Now you see it, now you don’t, for thereafter “Blacke’s Magic” will air not on Sundays, but at 9 p.m. Wednesdays.
Hal Linden is suave illusionist Alexander Blacke and Harry Morgan is his faintly dishonorable father, Leonard Blacke, a former shell-game artist. In the long tradition of TV crime-stoppers, Alexander is called in to get to the rocky bottom of cases that are too tough for the well-meaning, but typically hapless cops. And there will be plenty of those.
Sunday’s premiere is a pretty good little mystery in which two bodies turn up, one of them belonging to Alexander’s old pal, the Great Gasparini. We meet the Great Gasparini as he is doing his last great gasp of an act. As the TV cameras roll, he is sealed into an airtight coffin and lowered into a swimming pool for five minutes. When the coffin is raised, he is dead--from a gunshot.
Who? Why? How? You learn that in due time, as Alexander even uses hypnosis to help uncover who has bumped off the Great Gas.
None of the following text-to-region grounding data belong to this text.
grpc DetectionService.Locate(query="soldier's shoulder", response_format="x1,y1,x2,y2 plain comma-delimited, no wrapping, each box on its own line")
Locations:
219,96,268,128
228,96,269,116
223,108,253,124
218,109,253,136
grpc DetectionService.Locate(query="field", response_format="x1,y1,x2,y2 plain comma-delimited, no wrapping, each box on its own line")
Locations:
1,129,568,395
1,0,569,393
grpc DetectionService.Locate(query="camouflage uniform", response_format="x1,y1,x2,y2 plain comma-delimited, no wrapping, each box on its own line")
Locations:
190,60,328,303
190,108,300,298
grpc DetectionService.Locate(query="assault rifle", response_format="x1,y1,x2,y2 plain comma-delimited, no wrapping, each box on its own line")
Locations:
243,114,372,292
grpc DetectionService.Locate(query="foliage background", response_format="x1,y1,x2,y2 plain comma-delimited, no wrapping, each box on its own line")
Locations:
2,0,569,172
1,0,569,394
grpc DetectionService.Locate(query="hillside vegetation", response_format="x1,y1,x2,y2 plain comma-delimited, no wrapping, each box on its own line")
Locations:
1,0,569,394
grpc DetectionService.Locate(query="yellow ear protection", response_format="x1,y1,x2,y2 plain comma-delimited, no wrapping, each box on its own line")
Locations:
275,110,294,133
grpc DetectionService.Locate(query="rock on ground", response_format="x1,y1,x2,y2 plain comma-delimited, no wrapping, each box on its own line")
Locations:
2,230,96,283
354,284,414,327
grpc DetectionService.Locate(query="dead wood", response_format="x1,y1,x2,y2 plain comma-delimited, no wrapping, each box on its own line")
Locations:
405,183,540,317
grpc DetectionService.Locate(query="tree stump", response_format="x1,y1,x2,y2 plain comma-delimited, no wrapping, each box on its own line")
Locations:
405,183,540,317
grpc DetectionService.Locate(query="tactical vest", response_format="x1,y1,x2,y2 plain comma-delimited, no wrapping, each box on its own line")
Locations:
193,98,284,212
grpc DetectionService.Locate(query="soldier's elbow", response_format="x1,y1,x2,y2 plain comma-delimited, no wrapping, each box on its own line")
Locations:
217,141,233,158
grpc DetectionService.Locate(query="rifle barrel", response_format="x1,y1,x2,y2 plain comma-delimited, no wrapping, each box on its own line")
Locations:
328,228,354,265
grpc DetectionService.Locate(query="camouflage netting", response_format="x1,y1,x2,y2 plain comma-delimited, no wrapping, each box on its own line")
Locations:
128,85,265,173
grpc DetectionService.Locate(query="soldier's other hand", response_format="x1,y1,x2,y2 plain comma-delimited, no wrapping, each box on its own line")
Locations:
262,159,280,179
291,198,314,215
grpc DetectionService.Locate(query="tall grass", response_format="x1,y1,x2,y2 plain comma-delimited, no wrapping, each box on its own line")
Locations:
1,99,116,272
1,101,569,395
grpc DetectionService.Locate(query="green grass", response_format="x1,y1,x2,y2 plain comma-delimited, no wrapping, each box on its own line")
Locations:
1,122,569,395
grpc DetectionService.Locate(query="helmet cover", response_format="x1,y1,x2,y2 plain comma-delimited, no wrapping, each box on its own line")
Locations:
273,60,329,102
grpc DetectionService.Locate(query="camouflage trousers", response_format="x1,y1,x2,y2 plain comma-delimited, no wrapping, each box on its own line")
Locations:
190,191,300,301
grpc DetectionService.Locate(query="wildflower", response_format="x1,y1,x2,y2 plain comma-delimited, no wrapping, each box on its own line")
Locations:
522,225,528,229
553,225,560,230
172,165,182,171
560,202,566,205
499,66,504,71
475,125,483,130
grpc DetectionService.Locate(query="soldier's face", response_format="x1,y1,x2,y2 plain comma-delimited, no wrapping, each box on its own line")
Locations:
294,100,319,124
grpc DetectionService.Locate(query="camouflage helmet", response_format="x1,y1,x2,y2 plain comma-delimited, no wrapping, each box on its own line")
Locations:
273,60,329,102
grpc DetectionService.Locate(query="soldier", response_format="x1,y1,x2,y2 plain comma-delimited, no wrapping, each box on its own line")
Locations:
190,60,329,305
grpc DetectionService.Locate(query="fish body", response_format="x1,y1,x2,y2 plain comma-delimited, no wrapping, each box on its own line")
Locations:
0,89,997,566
Executive producer Peter S. Fischer (“Murder She Wrote”) and creative consultants Richard Levinson and Bill Link created “Blacke’s Magic,” which is one of those rare non-sitcom series in which plot is as important as style. It is also murder with a sense of humor, however, an easy breeze of a series that is neither insulting nor taxing, but always diverting.
There is nice chemistry between Linden, who is an urbane, dashing and wise Alexander Blacke, and Morgan, whose main role is to hang around in a straw hat and bow tie and sound homespun and look corny. They’re a good team, and as a bonus, they always solve the crime. As Alexander says, “It sure beats the hell out of sawing people in half.”